Suppose $f$ a function defined on $\left[\dfrac{-1}{2};\dfrac{1}{2}\right]$ as $f(x)=x^2\left(1+2+\cdots+\left\lfloor \dfrac{1}{|x|} \right\rfloor\right) $.
- How can I prove that $f$ has a finite limite on $0$?
- Calculate for $k \in \mathbb{N}^*$ : $\displaystyle \lim_{x\to0+}\left(x\left(\left\lfloor \dfrac{1}{x} \right\rfloor+\left\lfloor \dfrac{2}{x} \right\rfloor+\cdots+\left\lfloor \dfrac{k}{x} \right\rfloor\right)\right)$.
For the second question, note that if $x=\frac1n$, then
$$x\left(\left\lfloor\frac1x\right\rfloor+\left\lfloor\frac2x\right\rfloor+\ldots+\left\lfloor\frac{k}x\right\rfloor\right)=\frac1n(n+2n+\ldots+kn)=\frac12k(k+1)\;,$$
which tells you what the limit has to be.
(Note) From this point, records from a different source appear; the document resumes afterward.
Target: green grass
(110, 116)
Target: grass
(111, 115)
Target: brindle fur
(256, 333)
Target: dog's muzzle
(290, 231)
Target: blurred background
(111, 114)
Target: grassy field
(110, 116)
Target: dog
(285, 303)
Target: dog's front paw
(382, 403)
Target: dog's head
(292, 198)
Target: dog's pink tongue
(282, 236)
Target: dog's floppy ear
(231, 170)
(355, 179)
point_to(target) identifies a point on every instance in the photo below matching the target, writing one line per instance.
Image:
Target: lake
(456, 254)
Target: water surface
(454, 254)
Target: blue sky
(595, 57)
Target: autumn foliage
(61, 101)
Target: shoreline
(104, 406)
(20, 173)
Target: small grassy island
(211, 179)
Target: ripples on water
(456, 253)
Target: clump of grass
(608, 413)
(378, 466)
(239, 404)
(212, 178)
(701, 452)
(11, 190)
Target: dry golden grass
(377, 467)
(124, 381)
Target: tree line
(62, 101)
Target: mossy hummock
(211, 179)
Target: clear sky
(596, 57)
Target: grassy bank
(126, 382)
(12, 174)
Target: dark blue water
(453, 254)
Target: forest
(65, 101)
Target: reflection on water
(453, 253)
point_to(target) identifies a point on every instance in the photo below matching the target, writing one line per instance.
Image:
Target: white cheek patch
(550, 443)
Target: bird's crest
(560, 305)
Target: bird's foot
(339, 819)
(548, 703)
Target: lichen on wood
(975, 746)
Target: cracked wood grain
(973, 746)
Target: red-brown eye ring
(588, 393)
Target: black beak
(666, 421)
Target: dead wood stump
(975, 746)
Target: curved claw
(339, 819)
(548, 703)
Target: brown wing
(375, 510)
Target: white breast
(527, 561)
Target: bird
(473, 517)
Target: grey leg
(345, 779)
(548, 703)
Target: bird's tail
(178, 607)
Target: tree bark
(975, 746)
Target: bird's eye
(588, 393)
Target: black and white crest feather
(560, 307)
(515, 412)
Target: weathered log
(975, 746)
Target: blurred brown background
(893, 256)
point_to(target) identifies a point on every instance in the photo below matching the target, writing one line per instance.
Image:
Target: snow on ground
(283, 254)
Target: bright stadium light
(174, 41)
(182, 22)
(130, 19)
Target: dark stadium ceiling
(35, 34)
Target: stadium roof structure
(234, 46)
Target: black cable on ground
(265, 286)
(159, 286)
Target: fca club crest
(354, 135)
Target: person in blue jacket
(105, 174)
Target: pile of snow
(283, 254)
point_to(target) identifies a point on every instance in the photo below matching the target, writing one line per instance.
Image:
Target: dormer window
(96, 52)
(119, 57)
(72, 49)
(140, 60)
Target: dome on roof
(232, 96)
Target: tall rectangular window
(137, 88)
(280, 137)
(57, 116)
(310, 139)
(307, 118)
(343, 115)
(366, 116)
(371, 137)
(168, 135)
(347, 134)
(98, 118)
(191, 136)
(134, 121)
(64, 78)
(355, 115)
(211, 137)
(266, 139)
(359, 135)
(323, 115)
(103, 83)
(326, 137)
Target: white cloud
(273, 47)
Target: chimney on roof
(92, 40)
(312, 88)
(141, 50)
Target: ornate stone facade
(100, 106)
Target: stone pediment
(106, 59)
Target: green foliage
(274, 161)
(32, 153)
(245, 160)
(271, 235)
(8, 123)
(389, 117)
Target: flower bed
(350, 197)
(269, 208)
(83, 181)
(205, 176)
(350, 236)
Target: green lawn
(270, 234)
Moreover, if $\frac1{n+1}<x<\frac1n$, then $n<\frac1x<n+1$, so
$$\frac1{n+1}\sum_{m=1}^kmn\le x\left(\left\lfloor\frac1x\right\rfloor+\left\lfloor\frac2x\right\rfloor+\ldots+\left\lfloor\frac{k}x\right\rfloor\right)<\frac1n\sum_{m=1}^km(n+1)\;,$$
and a little more work shows that it really is the limit.